ジャックという男③ ―side Aila―
酒場でそんなやりとりをしているとはつゆ知らず、猫耳の少女は倉庫の部屋で一人、通信の準備をしていた。横の部屋で眠る男の妨げにならないよう、あまり物音を立てないようにしながら。アイラが魔力を投じると暗い部屋で通信の光だけが浮かび上がる。
「……か……聞こえるか……」
かすれた音声が通信機から発せられる。
「聞こえているのです。お師匠様」
アイラは耳と尻尾をぴんと立てた。
「……おお、アイラか。久しぶりだな。私のことなど忘れてしまったのかと思ったぞ」
「そんなわけないのです……ただ色々とありましたから、通信する暇がなかったのです」
サラの意地悪に対しアイラは真面目に答える。
「ふふ、なぁに、気にするな。アイラくん。別に通信の間が開こうが、問題ないよ。本当は。それで? 何があった? 話してくれたまえ」
アイラはRMIの倉庫の片付けをして、魔法教会支部に潜入して、アキヤマが化け物鳥を倒し、リゼを救い、ジャックと言う男と出会ったことを告げる。
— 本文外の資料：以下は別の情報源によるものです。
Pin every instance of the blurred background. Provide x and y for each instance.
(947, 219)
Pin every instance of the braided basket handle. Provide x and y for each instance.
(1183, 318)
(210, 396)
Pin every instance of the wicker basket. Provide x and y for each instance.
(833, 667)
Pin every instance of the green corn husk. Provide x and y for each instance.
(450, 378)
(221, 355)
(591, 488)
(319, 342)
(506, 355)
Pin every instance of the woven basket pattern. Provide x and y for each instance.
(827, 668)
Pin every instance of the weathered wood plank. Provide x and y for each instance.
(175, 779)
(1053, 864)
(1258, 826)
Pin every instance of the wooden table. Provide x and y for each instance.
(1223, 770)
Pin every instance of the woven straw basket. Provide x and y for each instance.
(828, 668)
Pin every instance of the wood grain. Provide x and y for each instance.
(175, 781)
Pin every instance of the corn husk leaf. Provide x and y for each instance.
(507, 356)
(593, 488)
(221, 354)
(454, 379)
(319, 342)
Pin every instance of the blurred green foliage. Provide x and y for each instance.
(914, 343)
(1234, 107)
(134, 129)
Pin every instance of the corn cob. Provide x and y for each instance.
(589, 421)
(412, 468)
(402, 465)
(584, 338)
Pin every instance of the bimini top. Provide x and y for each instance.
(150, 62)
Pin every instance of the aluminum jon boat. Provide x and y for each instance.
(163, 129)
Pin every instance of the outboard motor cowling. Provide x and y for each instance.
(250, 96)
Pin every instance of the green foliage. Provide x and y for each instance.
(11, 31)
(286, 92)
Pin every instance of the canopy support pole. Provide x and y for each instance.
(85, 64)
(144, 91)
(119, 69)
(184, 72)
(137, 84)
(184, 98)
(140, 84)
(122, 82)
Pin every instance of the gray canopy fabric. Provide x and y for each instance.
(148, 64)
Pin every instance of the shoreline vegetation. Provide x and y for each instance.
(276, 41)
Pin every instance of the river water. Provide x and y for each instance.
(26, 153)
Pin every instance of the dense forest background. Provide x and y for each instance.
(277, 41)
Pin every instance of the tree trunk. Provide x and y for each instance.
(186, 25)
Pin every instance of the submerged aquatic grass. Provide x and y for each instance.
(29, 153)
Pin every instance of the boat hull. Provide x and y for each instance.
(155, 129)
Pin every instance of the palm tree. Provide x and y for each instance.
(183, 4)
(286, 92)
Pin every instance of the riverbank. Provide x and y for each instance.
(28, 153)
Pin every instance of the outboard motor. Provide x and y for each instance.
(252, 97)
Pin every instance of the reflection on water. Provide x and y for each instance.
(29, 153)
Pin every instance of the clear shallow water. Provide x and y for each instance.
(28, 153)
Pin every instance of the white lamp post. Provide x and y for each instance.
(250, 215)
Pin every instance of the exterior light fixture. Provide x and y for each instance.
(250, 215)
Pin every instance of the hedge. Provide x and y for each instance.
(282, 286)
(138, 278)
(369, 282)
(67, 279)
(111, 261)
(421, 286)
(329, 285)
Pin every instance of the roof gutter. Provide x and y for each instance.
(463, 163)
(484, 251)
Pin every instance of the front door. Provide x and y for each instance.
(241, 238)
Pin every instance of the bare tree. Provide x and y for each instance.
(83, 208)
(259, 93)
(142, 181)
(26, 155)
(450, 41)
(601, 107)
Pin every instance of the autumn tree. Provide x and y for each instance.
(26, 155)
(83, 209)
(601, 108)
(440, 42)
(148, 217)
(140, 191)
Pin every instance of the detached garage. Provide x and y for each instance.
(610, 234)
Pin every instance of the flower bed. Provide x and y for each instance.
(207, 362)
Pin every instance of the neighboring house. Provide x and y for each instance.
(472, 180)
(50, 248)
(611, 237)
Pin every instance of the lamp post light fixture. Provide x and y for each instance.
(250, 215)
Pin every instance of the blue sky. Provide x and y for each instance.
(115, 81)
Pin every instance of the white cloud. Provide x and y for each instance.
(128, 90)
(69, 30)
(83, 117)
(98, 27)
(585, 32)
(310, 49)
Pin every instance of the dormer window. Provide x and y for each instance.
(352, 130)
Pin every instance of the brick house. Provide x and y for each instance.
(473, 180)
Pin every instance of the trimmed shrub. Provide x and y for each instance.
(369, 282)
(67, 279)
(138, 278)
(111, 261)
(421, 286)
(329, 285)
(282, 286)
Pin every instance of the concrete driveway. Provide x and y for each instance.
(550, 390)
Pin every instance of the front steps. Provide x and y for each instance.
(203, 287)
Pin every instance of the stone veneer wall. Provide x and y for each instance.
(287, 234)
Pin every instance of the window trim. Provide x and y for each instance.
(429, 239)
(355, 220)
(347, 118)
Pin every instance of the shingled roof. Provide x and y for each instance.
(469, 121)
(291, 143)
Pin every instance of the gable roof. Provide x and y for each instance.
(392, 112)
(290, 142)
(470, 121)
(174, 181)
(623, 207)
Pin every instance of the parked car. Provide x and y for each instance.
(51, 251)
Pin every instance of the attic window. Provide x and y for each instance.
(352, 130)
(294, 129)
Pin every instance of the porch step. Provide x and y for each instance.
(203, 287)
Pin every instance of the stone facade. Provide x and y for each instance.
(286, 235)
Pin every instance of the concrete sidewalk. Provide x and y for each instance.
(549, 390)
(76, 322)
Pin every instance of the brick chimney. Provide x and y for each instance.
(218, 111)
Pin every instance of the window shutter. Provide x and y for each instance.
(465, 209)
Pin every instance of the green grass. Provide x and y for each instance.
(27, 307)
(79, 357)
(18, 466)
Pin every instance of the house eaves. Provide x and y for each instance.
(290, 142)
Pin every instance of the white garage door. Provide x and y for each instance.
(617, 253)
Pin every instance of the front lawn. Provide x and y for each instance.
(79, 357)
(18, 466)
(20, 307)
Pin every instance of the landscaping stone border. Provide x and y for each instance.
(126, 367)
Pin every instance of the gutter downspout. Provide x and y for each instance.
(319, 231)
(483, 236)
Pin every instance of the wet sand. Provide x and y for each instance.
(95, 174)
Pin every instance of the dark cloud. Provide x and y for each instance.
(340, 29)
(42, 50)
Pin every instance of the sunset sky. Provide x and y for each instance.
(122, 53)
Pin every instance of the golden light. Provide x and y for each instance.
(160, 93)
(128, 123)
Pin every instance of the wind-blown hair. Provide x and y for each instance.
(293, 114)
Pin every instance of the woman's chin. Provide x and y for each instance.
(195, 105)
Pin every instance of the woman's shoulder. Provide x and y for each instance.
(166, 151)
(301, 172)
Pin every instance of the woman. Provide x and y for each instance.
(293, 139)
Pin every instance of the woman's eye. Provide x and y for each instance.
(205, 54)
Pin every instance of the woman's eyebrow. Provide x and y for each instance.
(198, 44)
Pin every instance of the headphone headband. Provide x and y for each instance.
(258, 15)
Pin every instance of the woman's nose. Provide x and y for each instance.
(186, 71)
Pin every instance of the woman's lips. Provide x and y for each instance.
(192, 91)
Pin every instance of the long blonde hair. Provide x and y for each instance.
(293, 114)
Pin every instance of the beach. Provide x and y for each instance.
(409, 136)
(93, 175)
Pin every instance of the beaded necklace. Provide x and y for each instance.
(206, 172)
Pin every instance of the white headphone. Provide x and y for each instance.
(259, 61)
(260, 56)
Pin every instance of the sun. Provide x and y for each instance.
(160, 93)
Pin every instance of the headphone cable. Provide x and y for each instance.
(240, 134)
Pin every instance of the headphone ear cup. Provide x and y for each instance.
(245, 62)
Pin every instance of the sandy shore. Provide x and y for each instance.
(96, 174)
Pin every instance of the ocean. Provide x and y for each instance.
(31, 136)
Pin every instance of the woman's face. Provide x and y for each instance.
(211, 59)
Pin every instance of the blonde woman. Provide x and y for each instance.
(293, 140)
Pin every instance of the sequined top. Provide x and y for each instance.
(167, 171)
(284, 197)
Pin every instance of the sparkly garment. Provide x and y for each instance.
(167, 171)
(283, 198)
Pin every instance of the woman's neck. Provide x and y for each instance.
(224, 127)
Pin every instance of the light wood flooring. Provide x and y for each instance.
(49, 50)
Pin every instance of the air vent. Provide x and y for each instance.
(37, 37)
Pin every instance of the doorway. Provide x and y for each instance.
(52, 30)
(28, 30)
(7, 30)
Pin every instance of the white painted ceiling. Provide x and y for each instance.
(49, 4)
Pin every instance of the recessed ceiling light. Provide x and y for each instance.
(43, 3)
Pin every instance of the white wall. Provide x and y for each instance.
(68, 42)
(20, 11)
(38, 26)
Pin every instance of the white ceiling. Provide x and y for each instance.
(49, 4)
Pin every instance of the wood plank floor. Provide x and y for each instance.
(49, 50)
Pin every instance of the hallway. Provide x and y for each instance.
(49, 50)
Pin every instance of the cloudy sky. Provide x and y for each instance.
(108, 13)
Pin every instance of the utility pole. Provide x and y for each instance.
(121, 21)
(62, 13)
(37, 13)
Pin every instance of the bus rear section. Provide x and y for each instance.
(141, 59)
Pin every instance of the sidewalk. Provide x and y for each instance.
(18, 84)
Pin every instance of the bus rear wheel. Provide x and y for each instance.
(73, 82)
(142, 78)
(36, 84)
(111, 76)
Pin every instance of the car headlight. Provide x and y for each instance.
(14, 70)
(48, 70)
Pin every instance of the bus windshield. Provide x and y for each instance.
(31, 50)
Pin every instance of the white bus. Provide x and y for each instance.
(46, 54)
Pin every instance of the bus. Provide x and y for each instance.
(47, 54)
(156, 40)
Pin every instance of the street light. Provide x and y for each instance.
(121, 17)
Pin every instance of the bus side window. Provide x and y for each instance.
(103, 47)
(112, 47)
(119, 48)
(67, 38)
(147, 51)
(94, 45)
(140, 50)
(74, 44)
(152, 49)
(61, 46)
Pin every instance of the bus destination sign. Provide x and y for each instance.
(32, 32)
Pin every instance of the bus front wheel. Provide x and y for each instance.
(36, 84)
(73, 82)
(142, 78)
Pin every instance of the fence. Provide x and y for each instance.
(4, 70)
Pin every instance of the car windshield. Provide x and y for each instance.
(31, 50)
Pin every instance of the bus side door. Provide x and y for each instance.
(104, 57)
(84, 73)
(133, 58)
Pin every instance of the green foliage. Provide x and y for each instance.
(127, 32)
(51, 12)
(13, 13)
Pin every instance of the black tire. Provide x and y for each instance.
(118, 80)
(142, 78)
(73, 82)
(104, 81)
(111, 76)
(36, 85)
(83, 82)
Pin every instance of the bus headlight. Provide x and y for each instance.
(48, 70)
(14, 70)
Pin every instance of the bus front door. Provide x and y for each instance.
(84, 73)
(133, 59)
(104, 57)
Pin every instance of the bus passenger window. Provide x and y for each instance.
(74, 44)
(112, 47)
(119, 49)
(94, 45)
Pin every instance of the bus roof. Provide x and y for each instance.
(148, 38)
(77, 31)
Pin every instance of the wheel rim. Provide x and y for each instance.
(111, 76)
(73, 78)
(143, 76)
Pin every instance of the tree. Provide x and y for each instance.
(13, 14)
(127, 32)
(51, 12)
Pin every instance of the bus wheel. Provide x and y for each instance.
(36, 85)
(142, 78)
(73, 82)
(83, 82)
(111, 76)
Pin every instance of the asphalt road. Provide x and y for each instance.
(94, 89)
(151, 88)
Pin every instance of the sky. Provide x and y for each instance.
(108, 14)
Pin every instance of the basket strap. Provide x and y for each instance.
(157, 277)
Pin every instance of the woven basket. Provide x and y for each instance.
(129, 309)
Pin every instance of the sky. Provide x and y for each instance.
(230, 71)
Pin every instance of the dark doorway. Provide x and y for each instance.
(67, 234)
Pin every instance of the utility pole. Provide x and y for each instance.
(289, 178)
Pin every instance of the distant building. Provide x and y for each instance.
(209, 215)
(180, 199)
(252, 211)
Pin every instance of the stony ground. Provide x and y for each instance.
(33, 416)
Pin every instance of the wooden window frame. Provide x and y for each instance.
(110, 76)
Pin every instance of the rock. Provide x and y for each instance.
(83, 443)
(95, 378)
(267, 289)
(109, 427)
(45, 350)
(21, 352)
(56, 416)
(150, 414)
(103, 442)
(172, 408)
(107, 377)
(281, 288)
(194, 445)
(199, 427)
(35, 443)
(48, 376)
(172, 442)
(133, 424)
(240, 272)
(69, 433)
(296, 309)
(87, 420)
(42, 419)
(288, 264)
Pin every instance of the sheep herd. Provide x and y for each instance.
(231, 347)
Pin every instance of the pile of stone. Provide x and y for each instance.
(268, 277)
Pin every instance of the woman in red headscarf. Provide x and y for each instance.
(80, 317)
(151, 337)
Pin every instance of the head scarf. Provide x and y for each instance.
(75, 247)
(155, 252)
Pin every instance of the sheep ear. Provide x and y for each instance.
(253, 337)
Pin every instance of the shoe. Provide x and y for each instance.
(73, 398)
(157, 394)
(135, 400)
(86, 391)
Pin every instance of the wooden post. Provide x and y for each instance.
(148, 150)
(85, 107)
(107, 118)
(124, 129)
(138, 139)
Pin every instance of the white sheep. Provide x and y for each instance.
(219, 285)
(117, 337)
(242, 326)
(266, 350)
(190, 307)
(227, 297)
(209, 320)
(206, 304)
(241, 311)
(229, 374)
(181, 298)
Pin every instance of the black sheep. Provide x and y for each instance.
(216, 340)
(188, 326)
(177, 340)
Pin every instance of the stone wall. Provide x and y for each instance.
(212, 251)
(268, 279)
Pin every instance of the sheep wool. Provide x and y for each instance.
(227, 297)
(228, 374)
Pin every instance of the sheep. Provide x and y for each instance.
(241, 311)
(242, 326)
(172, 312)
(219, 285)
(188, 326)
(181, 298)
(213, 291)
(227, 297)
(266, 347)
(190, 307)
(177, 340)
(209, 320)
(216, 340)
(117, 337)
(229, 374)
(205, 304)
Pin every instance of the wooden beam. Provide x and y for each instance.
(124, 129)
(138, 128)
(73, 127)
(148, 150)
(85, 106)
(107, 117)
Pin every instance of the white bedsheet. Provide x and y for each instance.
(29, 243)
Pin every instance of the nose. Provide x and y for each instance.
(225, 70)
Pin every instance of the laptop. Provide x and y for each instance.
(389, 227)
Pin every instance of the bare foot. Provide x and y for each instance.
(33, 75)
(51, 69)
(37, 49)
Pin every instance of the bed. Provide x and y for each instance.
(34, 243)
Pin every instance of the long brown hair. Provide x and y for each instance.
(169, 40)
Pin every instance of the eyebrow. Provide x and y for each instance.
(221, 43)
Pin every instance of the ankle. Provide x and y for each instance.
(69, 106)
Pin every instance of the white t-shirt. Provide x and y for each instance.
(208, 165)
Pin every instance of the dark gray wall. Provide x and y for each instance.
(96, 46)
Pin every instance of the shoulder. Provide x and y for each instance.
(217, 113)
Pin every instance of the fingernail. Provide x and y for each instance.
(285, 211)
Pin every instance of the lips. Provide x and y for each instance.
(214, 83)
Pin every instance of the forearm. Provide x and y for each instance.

「ほほう。面白いことが色々とあったようだなぁ……全く。私も行きたかった……」
「無理を言わないでください! お師匠様は家を離れられないのですよ!? 心臓の代わりを果たしている魔力は、洞窟から離れれば弱まっていくんですよね!?」
またもサラのわがままにアイラは真面目に答えた。
「わかってる! わかってるさ……行きたいと言うぐらいいいだろう? 真面目だなぁ。私とて旅なんてものはここ100年はしてないんだ。面白そうな話を聞くと行きたいと思ってしまうんだよ。叶わないんだがね」
サラは一転、寂しそうに言った。
「お師匠様……」
「おっと。湿っぽい話になってしまいそうだったね。あ、アキヤマくんはどうしているんだい?」
「ぐっすり眠っているのです」
「そうか。一人で合成魔物を倒したんだ。疲れているのも無理はないだろうさ。にしても一人で倒すなんて成長したんだな。アキヤマくんは」
「いえ……また無理して一人で死にかけていたのです。成長したと言っていいのかどうか……。やっぱり私がいないとダメなのです。……もっと頼ってもらいたいのです」
アイラは寂しげな表情で、隣で寝ている男を眺めた。
「はは、それはアキヤマくんに直接言ってやりなよ」
「……そうですね。起きたら言ってやることにするのです」
「そうしなよ……。それにしても私も同行してあげられれば危険な目に合わせずに済んだのに。すまないね」
「それは言わないでください。しょうがないことなのです」
「優しいな、アイラは」
「当然のことを言った……だけらのです」
アイラはすでに船を漕ぎ始めている。言葉にもそれが表れ始めていた。
「そっか。それよりアイラは寝なくても大丈夫なのかい? 戦いにはあまり参加してないとはいえ雨の中山を上り下りしたんだ。疲れたろう」
サラはすかさずアイラが眠そうにしていることに気づき、助け船を出してやった。
「確かに少し眠いのです」
アイラはウトウトして頭を揺らす。
「ふふ、ゆっくりおやすみ。では切るよ。次の通信はまた困った時にでもしてくれたらいいさ」
その声を最後に通信はプツリと途絶え、アイラはすぐに自分の布団に入った。そして猫耳の少女は丸くなって眠る。まるで本当の猫のように。そして部屋は完全に静寂に包まれ、時は過ぎていく……。